How UGC Copilot Generates Optimal Seedance Prompts Automatically

The 14 templates above are what we baked into UGC Copilot's prompt builder. The platform handles four things you'd otherwise do manually:

Mode routing. If your scene is faceless, UGC Copilot generates an image-to-video prompt with a hero-orbit or pour-shot template. If it's character-driven, it generates a text-to-video prompt with the appropriate UGC template. If a face policy 422 fires, it auto-falls-back to text-to-video without you noticing.
Persona consistency.
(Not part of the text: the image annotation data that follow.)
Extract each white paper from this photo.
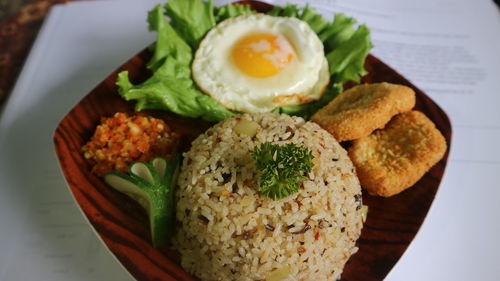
[0,0,500,281]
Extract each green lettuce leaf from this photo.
[117,56,233,122]
[117,0,373,121]
[165,0,215,50]
[268,4,373,119]
[116,1,234,122]
[147,5,193,71]
[214,4,255,23]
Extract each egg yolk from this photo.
[232,33,295,78]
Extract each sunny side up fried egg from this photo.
[192,14,329,112]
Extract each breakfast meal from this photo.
[349,110,446,197]
[75,0,447,281]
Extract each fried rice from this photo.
[174,113,362,281]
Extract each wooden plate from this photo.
[54,1,451,280]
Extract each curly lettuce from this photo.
[117,0,373,122]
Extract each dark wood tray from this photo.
[54,1,451,280]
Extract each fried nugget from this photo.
[348,110,446,197]
[311,82,415,141]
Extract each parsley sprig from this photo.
[252,142,314,200]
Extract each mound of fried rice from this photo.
[174,113,362,281]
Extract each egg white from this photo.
[192,14,330,113]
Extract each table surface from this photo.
[0,0,75,105]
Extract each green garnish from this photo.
[104,155,181,247]
[268,4,373,120]
[116,0,373,122]
[252,142,314,200]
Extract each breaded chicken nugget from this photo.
[348,111,446,197]
[311,82,415,141]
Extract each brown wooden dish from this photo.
[54,1,451,280]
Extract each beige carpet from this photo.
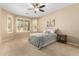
[0,38,79,56]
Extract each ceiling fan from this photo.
[28,3,45,13]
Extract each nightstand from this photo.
[57,34,67,44]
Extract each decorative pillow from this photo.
[44,28,57,33]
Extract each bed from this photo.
[29,27,57,49]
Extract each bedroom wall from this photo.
[38,4,79,44]
[0,8,2,43]
[0,9,31,42]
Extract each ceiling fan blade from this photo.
[39,5,45,8]
[28,8,32,10]
[39,9,45,12]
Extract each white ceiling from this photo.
[0,3,73,17]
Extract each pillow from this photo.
[43,27,57,33]
[44,29,54,33]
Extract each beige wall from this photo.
[0,9,2,43]
[38,4,79,43]
[0,9,31,42]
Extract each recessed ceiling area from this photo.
[0,3,73,17]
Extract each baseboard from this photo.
[67,42,79,47]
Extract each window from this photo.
[32,19,37,32]
[7,15,13,33]
[16,19,30,32]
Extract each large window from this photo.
[32,19,37,32]
[7,15,13,33]
[16,19,30,32]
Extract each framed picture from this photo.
[7,15,13,33]
[16,18,30,32]
[47,19,55,27]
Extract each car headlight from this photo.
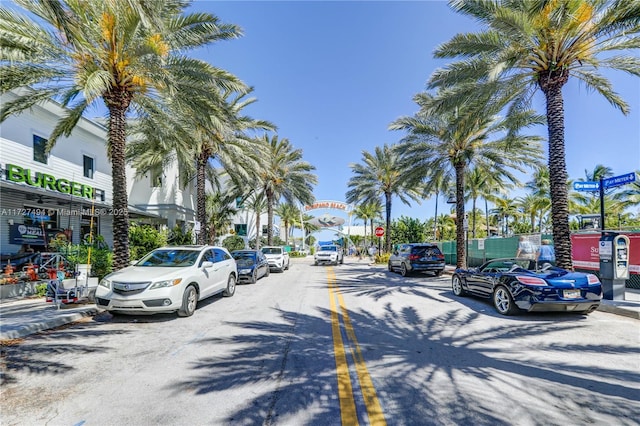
[149,278,182,290]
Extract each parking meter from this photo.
[598,232,629,300]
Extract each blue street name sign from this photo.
[602,172,636,188]
[573,181,600,191]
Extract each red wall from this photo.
[571,232,640,274]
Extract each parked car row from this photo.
[95,246,289,316]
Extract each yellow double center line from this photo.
[327,268,387,426]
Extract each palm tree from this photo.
[491,197,518,236]
[422,170,453,240]
[390,93,542,267]
[127,89,275,244]
[346,144,420,252]
[257,134,318,245]
[429,0,640,269]
[0,0,245,270]
[205,191,238,244]
[353,198,382,247]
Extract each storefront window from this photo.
[22,206,58,229]
[82,155,93,179]
[33,135,47,164]
[80,214,100,244]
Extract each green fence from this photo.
[437,234,640,289]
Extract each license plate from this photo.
[563,290,580,299]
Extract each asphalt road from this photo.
[0,258,640,426]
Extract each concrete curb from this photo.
[0,306,100,340]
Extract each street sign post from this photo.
[573,181,600,191]
[602,172,636,188]
[599,172,636,235]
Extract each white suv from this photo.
[96,246,238,317]
[261,246,289,272]
[313,244,344,265]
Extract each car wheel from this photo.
[400,262,409,277]
[178,285,198,317]
[451,275,467,297]
[493,285,518,315]
[222,275,236,297]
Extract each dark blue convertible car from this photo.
[451,259,602,315]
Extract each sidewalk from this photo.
[0,297,99,341]
[0,276,640,340]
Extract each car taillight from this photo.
[587,274,600,284]
[516,275,547,286]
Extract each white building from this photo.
[0,89,279,254]
[0,88,195,254]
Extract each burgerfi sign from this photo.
[5,164,96,200]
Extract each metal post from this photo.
[600,178,605,235]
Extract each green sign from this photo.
[6,164,95,200]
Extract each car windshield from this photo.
[231,252,256,265]
[135,249,200,267]
[412,246,440,256]
[262,247,282,254]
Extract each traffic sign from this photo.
[602,172,636,188]
[573,181,600,191]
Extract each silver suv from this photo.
[261,246,289,272]
[313,244,344,265]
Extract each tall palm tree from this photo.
[491,197,518,236]
[0,0,245,269]
[353,198,383,247]
[346,144,420,252]
[390,93,542,267]
[422,170,454,240]
[127,88,275,244]
[257,134,318,245]
[201,191,238,244]
[242,189,267,250]
[429,0,640,269]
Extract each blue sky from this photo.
[193,1,640,240]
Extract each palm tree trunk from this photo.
[265,190,273,246]
[196,149,209,244]
[256,211,262,250]
[105,98,130,271]
[540,78,573,270]
[384,192,391,253]
[433,191,440,241]
[455,162,467,268]
[471,198,476,238]
[484,198,491,238]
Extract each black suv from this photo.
[389,243,444,277]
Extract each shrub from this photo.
[376,253,391,264]
[36,283,47,297]
[129,223,168,260]
[222,235,244,251]
[168,225,193,246]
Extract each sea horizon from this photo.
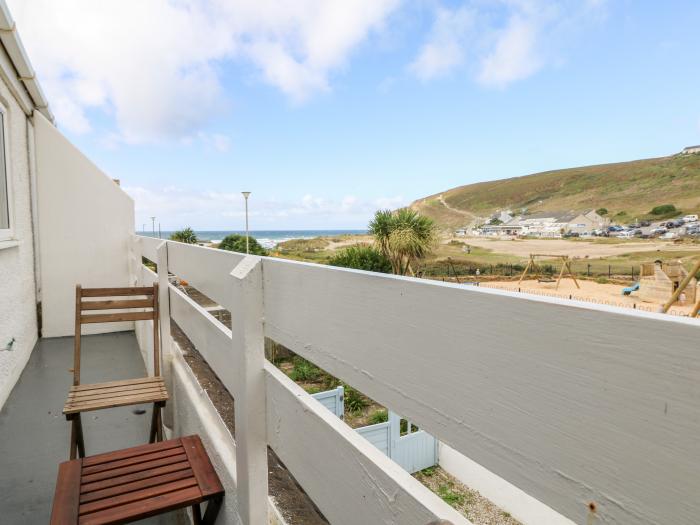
[136,229,367,248]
When you use an AI Twin, the same character description, wardrobe, voice, and styling get injected into every scene prompt — so a 3-scene ad doesn't drift between takes.
Anti-defect injection. The hand-anatomy line, the "no music" instruction, the "phone front camera selfie framing" cheat code — all baked in by default. You can override but you don't have to remember them.
Multi-engine prompt translation. If you switch a scene from Seedance to Sora 2 or Veo 3.1, UGC Copilot rewrites the prompt to that engine's preferred grammar. Sora prefers more explicit camera language; Veo prefers tighter mood descriptors. The same scene script produces an engine-appropriate prompt automatically.

Conclusion

Seedance 2.0 rewards specificity. The prompts that fail are vague; the prompts that succeed read like a director's shot list. The 14 templates above cover roughly 90% of the UGC ad scenarios we see in production — start with the closest template, swap in your product and persona, layer in the five high-leverage phrases, and the regeneration rate drops fast. For the broader workflow context, the Seedance 2.0 UGC ad workflow tutorial shows how these prompts fit into a full multi-tool stack.

Frequently Asked Questions

How long should a Seedance 2.0 prompt be?

Roughly 60–120 words for a single scene. Shorter prompts (under 40 words) produce generic output; longer prompts (over 200 words) introduce internal contradiction. The six-part skeleton naturally lands in this range.

Should I include the dialogue inside the prompt or just describe what's said?

Include the literal dialogue in quotes. Seedance synchronizes lip movement and voice cadence to the actual line, so vague descriptions ("she pitches the product enthusiastically") produce mouth movement that doesn't match real speech patterns.

Can Seedance 2.0 do multiple characters in one prompt?

Yes, but it's the highest-failure scenario. Two characters in one frame triggers anatomy issues — limbs blending, face swapping during turns. If you need two characters interacting, generate them in separate clips and stitch in CapCut, or use a different engine for that specific shot.

Does Seedance respect named brands or trademarked products in the prompt?

It generally respects them visually but will not output recognizable logos with full fidelity. For branded packaging, use image-to-video mode with a real product photo as the first frame — the model preserves logo geometry far better when the brand is in the input image rather than the prompt text.

What's the single biggest mistake new Seedance prompters make?

Forgetting the audio instruction. With generate_audio: true as the default, Seedance defaults toward adding light background music, which kills the UGC authenticity signal. Always explicitly write "ambient room tone, no music" unless music is genuinely what you want.